Anche in questo caso, allora, tutto è bene quel che finisce bene? Non proprio. Perché se non fosse stato per la tenacia di Bettinelli questa notizia probabilmente non sarebbe nemmeno emersa. E le parole - edificanti - di sant’Agostino sarebbero rimaste bandite. Tra l’altro, nel messaggio formale di scuse non c’è alcun chiarimento sui criteri usati per definire ciò che per Facebook è un «discorso d’odio» e ciò che non lo è.

I fatti dicono che il gigante di Menlo Park mal tollera sia le opinioni politiche non ricadenti nell’area progressista (vedi qui per l’ultimo esempio in tal senso) sia, soprattutto, la dottrina cattolica con la sua difesa della morale naturale. Posizioni che accomunano Facebook a Twitter, Google e pressoché tutta la Silicon Valley.

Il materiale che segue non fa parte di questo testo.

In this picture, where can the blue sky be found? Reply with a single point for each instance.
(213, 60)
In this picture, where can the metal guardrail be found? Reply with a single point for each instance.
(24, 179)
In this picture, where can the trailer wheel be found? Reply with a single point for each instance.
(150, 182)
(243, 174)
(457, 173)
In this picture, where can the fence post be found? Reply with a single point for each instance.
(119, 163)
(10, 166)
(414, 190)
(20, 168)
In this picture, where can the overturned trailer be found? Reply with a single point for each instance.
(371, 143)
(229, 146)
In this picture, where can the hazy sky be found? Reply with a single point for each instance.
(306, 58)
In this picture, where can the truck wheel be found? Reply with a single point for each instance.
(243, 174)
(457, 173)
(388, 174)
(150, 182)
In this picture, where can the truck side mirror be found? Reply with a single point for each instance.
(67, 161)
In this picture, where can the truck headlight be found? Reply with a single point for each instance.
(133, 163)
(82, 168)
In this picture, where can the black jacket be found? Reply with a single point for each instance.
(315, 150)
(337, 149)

Noto è il sostegno di Facebook alle “nozze gay” e ad altre pretese delle organizzazioni Lgbt, nonché l’appoggio incondizionato all’aborto, che ha fatto sì che Zuckerberg, per sua stessa ammissione, vietasse le inserzioni pro vita nella campagna per il referendum irlandese del maggio 2018, consentendo solo quelle favorevoli alla soppressione dei nascituri. Un’operazione simile è stata fatta di recente anche contro il film Unplanned, basato sulla storia vera di Abby Johnson, convertitasi alla causa pro life dopo essere stata direttrice di una clinica della Planned Parenthood. Un motivo ci sarà se lo si chiama “pensiero unico”.